The most recent natural hair movement is no exception.
This natural hair movement was originally intended for girls like me — women who for such a long time were told that their natural hair was nothing more than an inconvenience. It was quickly hijacked, however. Suddenly it was just another measurement of beauty that “regular” black girls couldn’t reach. The braid-outs, the twist-outs, the curl manipulators, the extreme methods of loosening one’s hair grade so that it can hang instead of stick up was brought about by this new standard of natural hair — curly, not nappy. And with that shift, we once again traded one hair-taming method for another, to satisfy a white audience, or worse, ourselves. The black hair movement eventually became championed by mixed women including afro-latinas with big, voluminous curls that hung around their fair-skinned faces and none of us even knew how to begin taking issue with it.
Some of us even opted for “natural” wigs because we couldn’t do the natural thing, naturally.
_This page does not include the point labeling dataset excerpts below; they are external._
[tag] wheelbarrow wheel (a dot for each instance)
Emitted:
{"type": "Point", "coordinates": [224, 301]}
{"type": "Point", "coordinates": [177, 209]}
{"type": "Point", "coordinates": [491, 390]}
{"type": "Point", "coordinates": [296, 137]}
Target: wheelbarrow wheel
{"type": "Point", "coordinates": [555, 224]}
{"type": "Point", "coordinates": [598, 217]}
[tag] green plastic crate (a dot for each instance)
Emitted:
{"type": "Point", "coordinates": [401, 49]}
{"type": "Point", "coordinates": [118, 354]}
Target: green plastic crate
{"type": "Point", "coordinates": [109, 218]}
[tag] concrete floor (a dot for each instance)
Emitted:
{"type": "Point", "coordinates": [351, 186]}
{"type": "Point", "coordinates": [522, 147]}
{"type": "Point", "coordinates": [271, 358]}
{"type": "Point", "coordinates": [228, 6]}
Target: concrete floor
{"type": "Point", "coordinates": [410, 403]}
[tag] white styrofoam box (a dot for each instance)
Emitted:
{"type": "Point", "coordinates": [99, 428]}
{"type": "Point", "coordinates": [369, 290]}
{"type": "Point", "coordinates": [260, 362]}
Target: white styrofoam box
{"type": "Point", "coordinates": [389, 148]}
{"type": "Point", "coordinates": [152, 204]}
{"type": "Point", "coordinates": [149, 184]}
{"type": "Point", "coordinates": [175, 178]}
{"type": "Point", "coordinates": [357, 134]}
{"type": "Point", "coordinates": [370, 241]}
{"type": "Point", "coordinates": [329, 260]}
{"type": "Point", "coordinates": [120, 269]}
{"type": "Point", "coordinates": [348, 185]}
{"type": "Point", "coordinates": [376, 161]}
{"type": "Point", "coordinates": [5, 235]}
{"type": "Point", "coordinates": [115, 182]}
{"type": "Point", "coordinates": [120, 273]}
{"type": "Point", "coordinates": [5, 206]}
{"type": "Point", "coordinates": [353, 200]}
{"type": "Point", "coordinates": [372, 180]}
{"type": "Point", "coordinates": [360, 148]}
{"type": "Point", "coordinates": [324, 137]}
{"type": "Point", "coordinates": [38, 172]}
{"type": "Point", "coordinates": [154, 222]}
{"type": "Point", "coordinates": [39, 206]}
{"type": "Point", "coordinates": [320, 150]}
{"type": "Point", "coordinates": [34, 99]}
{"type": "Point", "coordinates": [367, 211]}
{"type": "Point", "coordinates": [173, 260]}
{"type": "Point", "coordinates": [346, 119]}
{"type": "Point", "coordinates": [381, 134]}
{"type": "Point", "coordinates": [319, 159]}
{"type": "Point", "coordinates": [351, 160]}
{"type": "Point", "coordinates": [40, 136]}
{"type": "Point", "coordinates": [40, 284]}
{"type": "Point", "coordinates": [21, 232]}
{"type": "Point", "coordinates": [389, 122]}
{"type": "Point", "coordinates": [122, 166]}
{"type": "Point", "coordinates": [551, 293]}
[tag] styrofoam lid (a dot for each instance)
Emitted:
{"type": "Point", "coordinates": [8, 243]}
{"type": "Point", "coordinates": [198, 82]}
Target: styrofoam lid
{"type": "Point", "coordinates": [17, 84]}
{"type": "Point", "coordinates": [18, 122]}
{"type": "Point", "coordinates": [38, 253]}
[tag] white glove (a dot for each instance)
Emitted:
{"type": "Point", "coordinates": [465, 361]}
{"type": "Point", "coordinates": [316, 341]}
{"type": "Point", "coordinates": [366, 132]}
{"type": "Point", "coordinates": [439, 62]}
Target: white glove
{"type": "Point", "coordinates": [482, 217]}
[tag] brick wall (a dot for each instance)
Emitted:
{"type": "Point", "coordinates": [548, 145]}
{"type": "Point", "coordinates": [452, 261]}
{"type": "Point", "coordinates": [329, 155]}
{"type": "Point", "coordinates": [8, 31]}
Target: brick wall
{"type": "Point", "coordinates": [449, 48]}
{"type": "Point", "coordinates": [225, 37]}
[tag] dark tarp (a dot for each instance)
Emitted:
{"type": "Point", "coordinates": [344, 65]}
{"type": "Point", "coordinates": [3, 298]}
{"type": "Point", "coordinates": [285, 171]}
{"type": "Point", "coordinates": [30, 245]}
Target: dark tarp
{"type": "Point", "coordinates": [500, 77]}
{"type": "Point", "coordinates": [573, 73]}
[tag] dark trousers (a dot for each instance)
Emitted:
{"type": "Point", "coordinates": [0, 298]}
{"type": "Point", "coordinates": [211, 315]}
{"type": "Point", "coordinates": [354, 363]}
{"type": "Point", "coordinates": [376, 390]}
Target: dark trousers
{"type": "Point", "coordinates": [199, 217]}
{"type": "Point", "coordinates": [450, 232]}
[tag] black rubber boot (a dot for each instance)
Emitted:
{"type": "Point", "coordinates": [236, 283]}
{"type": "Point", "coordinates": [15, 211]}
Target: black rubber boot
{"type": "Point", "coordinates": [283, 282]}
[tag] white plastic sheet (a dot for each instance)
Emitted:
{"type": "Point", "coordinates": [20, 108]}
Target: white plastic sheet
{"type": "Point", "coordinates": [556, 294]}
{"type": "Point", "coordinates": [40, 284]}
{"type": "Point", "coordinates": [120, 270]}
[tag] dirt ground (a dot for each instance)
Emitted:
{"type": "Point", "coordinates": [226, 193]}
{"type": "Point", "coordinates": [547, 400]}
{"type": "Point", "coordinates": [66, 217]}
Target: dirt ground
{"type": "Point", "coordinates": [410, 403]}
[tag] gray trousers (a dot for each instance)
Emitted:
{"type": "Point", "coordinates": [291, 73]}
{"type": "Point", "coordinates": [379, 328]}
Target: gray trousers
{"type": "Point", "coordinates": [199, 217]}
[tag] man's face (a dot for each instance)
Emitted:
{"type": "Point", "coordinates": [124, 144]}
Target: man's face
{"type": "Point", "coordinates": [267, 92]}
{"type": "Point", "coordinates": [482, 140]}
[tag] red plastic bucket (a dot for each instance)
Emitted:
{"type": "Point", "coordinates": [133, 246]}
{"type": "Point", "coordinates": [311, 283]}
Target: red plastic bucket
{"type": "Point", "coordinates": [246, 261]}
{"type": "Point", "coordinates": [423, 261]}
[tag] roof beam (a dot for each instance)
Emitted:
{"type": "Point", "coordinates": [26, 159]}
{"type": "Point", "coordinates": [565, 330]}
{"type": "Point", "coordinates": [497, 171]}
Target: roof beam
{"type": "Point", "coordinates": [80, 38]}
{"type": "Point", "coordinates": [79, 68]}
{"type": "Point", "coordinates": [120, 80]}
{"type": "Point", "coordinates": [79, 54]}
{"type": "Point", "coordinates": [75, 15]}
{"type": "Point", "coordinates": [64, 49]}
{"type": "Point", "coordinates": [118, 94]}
Black activists are heroes, no matter their DNA makeup. No matter their hair grade or skin tone or freckle ratio. These brothers and sisters and non-cis leaders are deserving of the highest regard and praise for the work they do and the example they set. These are history-makers. But for every light-skinned history maker, there are a dozen whose pain, story and fight has gone relatively overlooked, who isn’t as cool on Instagram: Tarana Burke, Patrisse Khan-Cullors, Erica Garner.
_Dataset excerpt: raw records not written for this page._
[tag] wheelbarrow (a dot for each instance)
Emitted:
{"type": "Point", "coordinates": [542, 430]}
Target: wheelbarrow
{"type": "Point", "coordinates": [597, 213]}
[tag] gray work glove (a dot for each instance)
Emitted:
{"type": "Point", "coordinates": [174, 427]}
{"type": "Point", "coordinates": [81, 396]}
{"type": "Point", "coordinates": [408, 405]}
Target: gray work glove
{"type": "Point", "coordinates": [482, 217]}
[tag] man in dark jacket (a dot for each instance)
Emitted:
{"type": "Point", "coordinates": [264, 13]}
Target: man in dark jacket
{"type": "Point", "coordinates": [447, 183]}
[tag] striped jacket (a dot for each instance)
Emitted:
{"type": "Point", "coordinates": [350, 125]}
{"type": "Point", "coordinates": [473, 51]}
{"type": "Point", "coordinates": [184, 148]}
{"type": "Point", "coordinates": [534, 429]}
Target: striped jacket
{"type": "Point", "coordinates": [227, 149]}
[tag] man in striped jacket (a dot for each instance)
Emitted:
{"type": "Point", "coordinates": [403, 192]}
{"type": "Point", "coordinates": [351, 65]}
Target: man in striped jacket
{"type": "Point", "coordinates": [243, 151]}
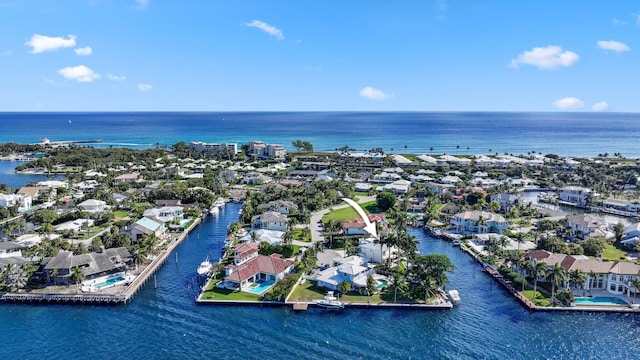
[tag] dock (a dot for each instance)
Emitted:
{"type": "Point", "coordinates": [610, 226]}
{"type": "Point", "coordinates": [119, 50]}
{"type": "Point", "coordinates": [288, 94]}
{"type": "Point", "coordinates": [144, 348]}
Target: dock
{"type": "Point", "coordinates": [122, 297]}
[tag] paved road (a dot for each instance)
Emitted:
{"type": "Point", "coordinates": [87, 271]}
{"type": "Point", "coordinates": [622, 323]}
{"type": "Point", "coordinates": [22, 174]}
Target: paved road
{"type": "Point", "coordinates": [316, 227]}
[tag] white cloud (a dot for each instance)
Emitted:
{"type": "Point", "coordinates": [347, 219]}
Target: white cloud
{"type": "Point", "coordinates": [600, 106]}
{"type": "Point", "coordinates": [83, 51]}
{"type": "Point", "coordinates": [618, 22]}
{"type": "Point", "coordinates": [144, 87]}
{"type": "Point", "coordinates": [568, 103]}
{"type": "Point", "coordinates": [549, 57]}
{"type": "Point", "coordinates": [271, 30]}
{"type": "Point", "coordinates": [373, 94]}
{"type": "Point", "coordinates": [79, 73]}
{"type": "Point", "coordinates": [41, 43]}
{"type": "Point", "coordinates": [116, 77]}
{"type": "Point", "coordinates": [613, 46]}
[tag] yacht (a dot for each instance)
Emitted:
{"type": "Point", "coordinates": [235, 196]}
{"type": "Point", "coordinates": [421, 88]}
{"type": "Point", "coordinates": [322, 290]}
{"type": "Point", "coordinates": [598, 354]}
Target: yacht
{"type": "Point", "coordinates": [454, 296]}
{"type": "Point", "coordinates": [330, 301]}
{"type": "Point", "coordinates": [205, 267]}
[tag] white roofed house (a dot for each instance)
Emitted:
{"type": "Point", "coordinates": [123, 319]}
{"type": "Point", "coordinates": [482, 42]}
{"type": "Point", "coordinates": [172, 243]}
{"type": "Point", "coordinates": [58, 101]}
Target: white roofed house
{"type": "Point", "coordinates": [479, 222]}
{"type": "Point", "coordinates": [250, 267]}
{"type": "Point", "coordinates": [59, 269]}
{"type": "Point", "coordinates": [93, 206]}
{"type": "Point", "coordinates": [22, 201]}
{"type": "Point", "coordinates": [587, 225]}
{"type": "Point", "coordinates": [270, 220]}
{"type": "Point", "coordinates": [631, 235]}
{"type": "Point", "coordinates": [354, 269]}
{"type": "Point", "coordinates": [576, 195]}
{"type": "Point", "coordinates": [146, 227]}
{"type": "Point", "coordinates": [166, 213]}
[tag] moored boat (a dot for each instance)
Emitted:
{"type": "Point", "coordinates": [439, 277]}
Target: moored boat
{"type": "Point", "coordinates": [205, 267]}
{"type": "Point", "coordinates": [454, 296]}
{"type": "Point", "coordinates": [330, 301]}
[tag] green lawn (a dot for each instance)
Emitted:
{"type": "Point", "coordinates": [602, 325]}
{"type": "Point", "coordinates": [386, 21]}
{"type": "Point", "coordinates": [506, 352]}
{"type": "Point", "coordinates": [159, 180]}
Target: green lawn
{"type": "Point", "coordinates": [349, 213]}
{"type": "Point", "coordinates": [214, 293]}
{"type": "Point", "coordinates": [121, 214]}
{"type": "Point", "coordinates": [611, 253]}
{"type": "Point", "coordinates": [541, 299]}
{"type": "Point", "coordinates": [309, 292]}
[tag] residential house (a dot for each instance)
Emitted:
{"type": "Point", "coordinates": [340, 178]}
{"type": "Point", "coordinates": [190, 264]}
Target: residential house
{"type": "Point", "coordinates": [8, 200]}
{"type": "Point", "coordinates": [355, 270]}
{"type": "Point", "coordinates": [146, 227]}
{"type": "Point", "coordinates": [59, 269]}
{"type": "Point", "coordinates": [479, 222]}
{"type": "Point", "coordinates": [270, 220]}
{"type": "Point", "coordinates": [281, 206]}
{"type": "Point", "coordinates": [575, 195]}
{"type": "Point", "coordinates": [587, 225]}
{"type": "Point", "coordinates": [93, 206]}
{"type": "Point", "coordinates": [127, 178]}
{"type": "Point", "coordinates": [250, 267]}
{"type": "Point", "coordinates": [616, 277]}
{"type": "Point", "coordinates": [165, 214]}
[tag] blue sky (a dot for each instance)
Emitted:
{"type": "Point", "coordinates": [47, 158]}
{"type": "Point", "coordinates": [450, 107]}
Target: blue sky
{"type": "Point", "coordinates": [319, 55]}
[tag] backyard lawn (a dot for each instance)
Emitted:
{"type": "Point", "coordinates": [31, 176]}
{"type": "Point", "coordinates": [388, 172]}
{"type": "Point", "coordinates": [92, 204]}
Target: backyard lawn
{"type": "Point", "coordinates": [214, 293]}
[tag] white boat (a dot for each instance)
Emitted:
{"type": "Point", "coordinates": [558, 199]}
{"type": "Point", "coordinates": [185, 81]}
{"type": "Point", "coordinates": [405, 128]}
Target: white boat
{"type": "Point", "coordinates": [454, 296]}
{"type": "Point", "coordinates": [205, 267]}
{"type": "Point", "coordinates": [330, 301]}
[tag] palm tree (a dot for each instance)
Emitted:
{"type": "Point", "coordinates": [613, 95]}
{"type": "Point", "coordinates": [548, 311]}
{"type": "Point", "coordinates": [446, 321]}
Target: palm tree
{"type": "Point", "coordinates": [636, 284]}
{"type": "Point", "coordinates": [592, 277]}
{"type": "Point", "coordinates": [556, 275]}
{"type": "Point", "coordinates": [77, 274]}
{"type": "Point", "coordinates": [539, 270]}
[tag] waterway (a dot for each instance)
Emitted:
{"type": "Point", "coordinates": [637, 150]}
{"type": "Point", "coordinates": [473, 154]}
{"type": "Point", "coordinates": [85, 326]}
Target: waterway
{"type": "Point", "coordinates": [165, 322]}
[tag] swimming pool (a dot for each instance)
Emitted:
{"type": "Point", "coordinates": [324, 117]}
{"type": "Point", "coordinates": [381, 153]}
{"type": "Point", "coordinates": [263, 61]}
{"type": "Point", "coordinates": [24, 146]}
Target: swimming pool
{"type": "Point", "coordinates": [600, 300]}
{"type": "Point", "coordinates": [109, 282]}
{"type": "Point", "coordinates": [382, 284]}
{"type": "Point", "coordinates": [259, 288]}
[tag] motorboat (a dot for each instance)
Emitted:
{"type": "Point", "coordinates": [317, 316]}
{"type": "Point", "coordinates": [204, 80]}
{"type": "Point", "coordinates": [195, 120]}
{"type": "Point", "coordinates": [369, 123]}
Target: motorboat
{"type": "Point", "coordinates": [454, 296]}
{"type": "Point", "coordinates": [330, 301]}
{"type": "Point", "coordinates": [205, 267]}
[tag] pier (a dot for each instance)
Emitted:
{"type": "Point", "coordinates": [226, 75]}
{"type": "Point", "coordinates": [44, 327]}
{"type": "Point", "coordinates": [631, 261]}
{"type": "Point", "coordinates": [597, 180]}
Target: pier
{"type": "Point", "coordinates": [122, 297]}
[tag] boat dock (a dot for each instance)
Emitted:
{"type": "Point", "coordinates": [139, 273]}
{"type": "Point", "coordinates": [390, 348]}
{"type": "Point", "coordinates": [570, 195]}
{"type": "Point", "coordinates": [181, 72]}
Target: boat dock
{"type": "Point", "coordinates": [103, 299]}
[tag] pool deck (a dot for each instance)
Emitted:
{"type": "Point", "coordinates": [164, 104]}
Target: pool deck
{"type": "Point", "coordinates": [118, 294]}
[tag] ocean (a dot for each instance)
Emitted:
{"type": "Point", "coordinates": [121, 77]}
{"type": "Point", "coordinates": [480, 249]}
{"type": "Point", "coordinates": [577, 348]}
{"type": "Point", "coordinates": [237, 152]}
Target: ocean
{"type": "Point", "coordinates": [165, 322]}
{"type": "Point", "coordinates": [565, 134]}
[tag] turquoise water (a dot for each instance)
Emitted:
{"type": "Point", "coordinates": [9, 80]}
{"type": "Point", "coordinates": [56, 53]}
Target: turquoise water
{"type": "Point", "coordinates": [382, 284]}
{"type": "Point", "coordinates": [600, 300]}
{"type": "Point", "coordinates": [577, 134]}
{"type": "Point", "coordinates": [262, 287]}
{"type": "Point", "coordinates": [109, 282]}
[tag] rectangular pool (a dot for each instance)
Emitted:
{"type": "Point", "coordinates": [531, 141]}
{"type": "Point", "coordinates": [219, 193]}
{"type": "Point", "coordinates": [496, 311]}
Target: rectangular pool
{"type": "Point", "coordinates": [259, 288]}
{"type": "Point", "coordinates": [600, 300]}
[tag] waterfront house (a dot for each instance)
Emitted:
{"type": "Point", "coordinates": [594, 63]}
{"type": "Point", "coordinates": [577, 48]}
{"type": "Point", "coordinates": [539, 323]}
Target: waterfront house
{"type": "Point", "coordinates": [146, 227]}
{"type": "Point", "coordinates": [270, 220]}
{"type": "Point", "coordinates": [127, 178]}
{"type": "Point", "coordinates": [575, 195]}
{"type": "Point", "coordinates": [281, 206]}
{"type": "Point", "coordinates": [250, 267]}
{"type": "Point", "coordinates": [355, 270]}
{"type": "Point", "coordinates": [59, 268]}
{"type": "Point", "coordinates": [587, 225]}
{"type": "Point", "coordinates": [616, 277]}
{"type": "Point", "coordinates": [8, 200]}
{"type": "Point", "coordinates": [479, 222]}
{"type": "Point", "coordinates": [10, 253]}
{"type": "Point", "coordinates": [165, 214]}
{"type": "Point", "coordinates": [93, 206]}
The question that burns in my mind is out of pure curiosity:
Do we need fair-skinned activists to get ahead as a people?
Black activism — whether for social justice or physical self-acceptance — has to be sold just like any other form of entertainment. There must be a hashtag, a t-shirt, a red carpet event, a public-facing plea to the powers that be and there must be an easily digestible black face pinned to that message. This package is then fodder for water cooler conversations, where the acceptably-black news bite from the previous weekend gets thrown around in an effort to sound woke, but also perfectly non-radical.
It’s a careful balance.
We all walk around carrying the weight of the light-skinned slave complex, but we don’t say much about it because, after all, why sully the name of any of the voices of our generation just because they’ve gained acceptance? The conversation doesn’t have to and shouldn’t result in a dethroning, but the message should be made clear:
We need voices of all colors, shades and backgrounds to make an impact, no matter how comfortable we are with promoting those voices.
We must remind ourselves, and each other, that white supremacy should not rule the way we think about our activism. Regardless of how it’s received, our drive to uplift each other should have less to do with the masses and more to do with ourselves — all of us. It is, by far, more effective to teach a young black child her worth than it is to teach black worth to white people.
Your melanin may at times determine how you’re received.
Your melanin may at times determine the impact of your opinions.
Your melanin (or lack thereof) should never be a measure of your worth.